TalkTalk hailed the success of its quad-play strategy after reporting its “strongest growth ever” in take-up of combinations of mobile, fibre broadband and TV products in the third quarter of its 2014/2015 financial year.

The company said revenue grew 4.2% year on year to reach £449 million, and is on track to grow by 4% in the full financial year. However, Jefferies analysts noted that the company has restated its previous year’s figures to reflect an HMRC ruling on treatment of VAT, “which has the effect of boosting headline revenue and ARPU growth rates”, the analysts said in a research note.

Furthermore, the company said the cost of signing up more customers to its various plans would hit its full-year profit, with full-year EBITDA expected to be towards the lower end of market expectations.

According to Reuters, CEO Dido Harding said "associated cost savings are taking longer to come out", but she was more confident the group would be able to deliver greater savings in the next two years.

The UK-based telecoms operator reported strong take up of its mobile plans, noting that 50,000 new customers signed up to TalkTalk Mobile and enabled the unit to take 11% of the total UK SIM market in December, “ahead of Vodafone and Tesco Mobile”. It noted that about 10% of its customers now take TalkTalk Mobile.

TalkTalk also added 115,000 new TV customers and 88,000 new fibre customers in the Q3 period, and said the number of overall broadband customers increased by 15,000 with decelerating churn rates.

"Today’s results demonstrate the strong and growing demand for our value-for-money products, as we saw our strongest ever quarter of TV, mobile and fibre adds with our lowest ever reported churn.
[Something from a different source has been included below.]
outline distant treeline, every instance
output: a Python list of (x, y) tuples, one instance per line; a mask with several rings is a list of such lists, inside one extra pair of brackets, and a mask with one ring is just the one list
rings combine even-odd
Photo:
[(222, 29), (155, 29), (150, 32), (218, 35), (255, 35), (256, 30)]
We are excited about the future of quad-play,” said Dido Harding, TalkTalk CEO.

The company boosted its quad-play strategy–which refers to the sale of combined packages of mobile, TV, fixed voice and fixed broadband–last year by forming a multi-year mobile virtual network operator (MVNO) agreement with Telefonica UK. The company is following a similar strategy to rivals BT, Sky and Virgin Media by adding mobile services to its mix. Mobile operators have also been considering their options, with Vodafone looking at fixed opportunities and O2 UK and 3UK in merger discussions.
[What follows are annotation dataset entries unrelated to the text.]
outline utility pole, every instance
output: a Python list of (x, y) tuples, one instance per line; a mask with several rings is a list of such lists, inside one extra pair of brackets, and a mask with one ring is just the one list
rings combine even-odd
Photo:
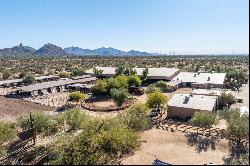
[(35, 129), (34, 129), (34, 118), (32, 118), (32, 114), (30, 112), (30, 119), (28, 120), (28, 124), (29, 124), (29, 131), (33, 137), (33, 144), (36, 144), (36, 133), (35, 133)]

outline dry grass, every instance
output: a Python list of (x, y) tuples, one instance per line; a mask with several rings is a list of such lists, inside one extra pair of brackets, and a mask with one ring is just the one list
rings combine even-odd
[(155, 159), (178, 165), (223, 164), (223, 157), (228, 153), (226, 140), (217, 142), (215, 150), (198, 153), (195, 147), (188, 145), (185, 134), (178, 131), (151, 129), (141, 135), (141, 140), (140, 150), (124, 158), (122, 164), (151, 165)]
Looking ahead, TalkTalk has reiterated approx. 4% CAGR and 25% EBITDA margin targets for the medium term, which Jefferies noted appears to refer to the financial year to the end of March 2017.

The company also recently agreed to acquire supermarket chain Tesco’s Blinkbox streaming service and broadband customer base, and said this deal “will accelerate development of TalkTalk TV by delivering key services significantly faster, such as a TV app to customers for in and out of home viewing on multiple devices.”